Clutha businesses are breathing a sigh of relief with the removal of most mask mandates.
The recent scrapping of the Covid-19 traffic light system in New Zealand by the Government has rippled through the country.
Masks no longer need to be worn in public areas including supermarkets, but must still be worn in healthcare settings including hospitals, urgent care, primary care, some pharmacies and aged residential care facilities.
Mask wearing has been an everyday part of life for New Zealanders since August 2020, when they were first made mandatory on public transport under the alert level system, and ramped up under the traffic light system and the arrival of the Covid-19 Omicron variant.
Clutha business owners have welcomed the move.
Hairworkz owner Carleigh Frisby said she had tried to make the most of an uncertain situation during compulsatory mask wearing and over time had not seen masks as an issue.
‘‘I definitely had a lot of nervous clients at the beginning, along with the continuing uncertainty of what was next.
We did our best to create a positive attitude toward the situation and it kept our client base strong.
‘‘We’re personally going to stop wearing masks, but it is entirely discretionary.
‘‘If clients would like to wear a mask that’s completely up to them, and if they feel more comfortable with our staff wearing a mask as well, we will listen to them,’’ she said.
Ms Frisby said they had earned respect by listening to clients and their requests, just as they have had to do with their business rules during these tough times.
General manager of the Clutha Licensing Trust Mike Curtis said mask wearing began with a bit of frustration and worry, but he hopes with the end of mask mandates people will come out of their homes and get back to normality.

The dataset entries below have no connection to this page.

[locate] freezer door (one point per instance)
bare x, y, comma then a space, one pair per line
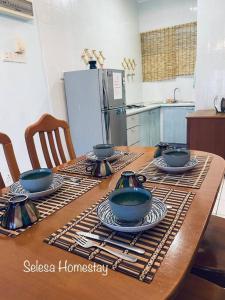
113, 89
115, 127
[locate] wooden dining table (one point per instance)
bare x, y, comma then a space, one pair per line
17, 284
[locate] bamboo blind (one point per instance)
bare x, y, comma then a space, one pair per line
169, 52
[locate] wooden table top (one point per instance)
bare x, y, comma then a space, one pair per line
17, 284
209, 114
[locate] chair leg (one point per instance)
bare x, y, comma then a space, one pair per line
214, 275
210, 259
196, 288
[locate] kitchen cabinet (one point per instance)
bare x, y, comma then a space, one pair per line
164, 123
133, 130
150, 127
206, 131
174, 124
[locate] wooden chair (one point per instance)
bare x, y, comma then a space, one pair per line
210, 259
196, 288
45, 127
10, 158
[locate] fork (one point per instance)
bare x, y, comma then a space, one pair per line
85, 243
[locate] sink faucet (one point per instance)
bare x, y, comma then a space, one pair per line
174, 94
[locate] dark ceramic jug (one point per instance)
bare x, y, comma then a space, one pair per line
19, 212
160, 148
130, 179
100, 168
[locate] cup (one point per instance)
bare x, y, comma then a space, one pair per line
130, 205
100, 168
130, 179
103, 150
19, 212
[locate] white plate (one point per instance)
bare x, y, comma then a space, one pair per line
92, 157
162, 165
156, 215
57, 182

‘‘We’re following the lead of the Government and not going to be wearing masks anymore, but people can wear them whenever they want.
‘‘Our staff are more than welcome to if they feel uncomfortable without one, and so are our customers. ‘‘Bearing in mind how Covid-19 has cycled throughout these past two years, it’s all up to what people choose to do.

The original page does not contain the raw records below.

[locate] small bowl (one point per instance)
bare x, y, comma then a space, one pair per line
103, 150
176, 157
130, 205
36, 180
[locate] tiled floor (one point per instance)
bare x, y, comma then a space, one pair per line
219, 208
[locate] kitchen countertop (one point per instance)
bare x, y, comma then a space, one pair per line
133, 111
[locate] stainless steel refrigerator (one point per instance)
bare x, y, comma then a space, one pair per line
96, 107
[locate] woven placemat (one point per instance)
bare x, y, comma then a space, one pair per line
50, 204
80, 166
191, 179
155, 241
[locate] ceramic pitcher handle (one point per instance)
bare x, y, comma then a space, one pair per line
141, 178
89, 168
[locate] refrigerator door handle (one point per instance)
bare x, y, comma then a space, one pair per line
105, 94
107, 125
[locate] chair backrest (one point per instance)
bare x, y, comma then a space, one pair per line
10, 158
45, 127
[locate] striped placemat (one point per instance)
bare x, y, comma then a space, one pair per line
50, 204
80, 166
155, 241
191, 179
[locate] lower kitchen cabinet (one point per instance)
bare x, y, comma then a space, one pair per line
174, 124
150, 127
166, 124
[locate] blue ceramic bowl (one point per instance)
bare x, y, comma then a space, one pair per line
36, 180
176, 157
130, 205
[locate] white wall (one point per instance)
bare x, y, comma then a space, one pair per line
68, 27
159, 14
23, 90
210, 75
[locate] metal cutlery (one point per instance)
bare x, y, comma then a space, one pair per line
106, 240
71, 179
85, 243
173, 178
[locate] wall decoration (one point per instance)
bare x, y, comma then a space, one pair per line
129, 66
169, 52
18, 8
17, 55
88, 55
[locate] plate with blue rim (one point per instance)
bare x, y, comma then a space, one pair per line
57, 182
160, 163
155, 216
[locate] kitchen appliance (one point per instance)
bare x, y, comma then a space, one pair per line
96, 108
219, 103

‘‘We can see the vibe that people are happy to be rid of the masks, but it’s personal choice,’’ he said. Balclutha retail store Ladybird Junction owner Carmen Peterson said her team had had its time with masks and it was time to move on.
‘‘We’ve done our bit, the masks have done their job and kept us safe. It feels like it’s time to move on.
‘‘In saying that, we’re still going to be cautious and watch out for each other. It’s all up to personal preference in the end.
We’re pleased to see them gone, but if a flare›up in the district occurs or anything happens, we just move with the system and flush it out again,’’ she said.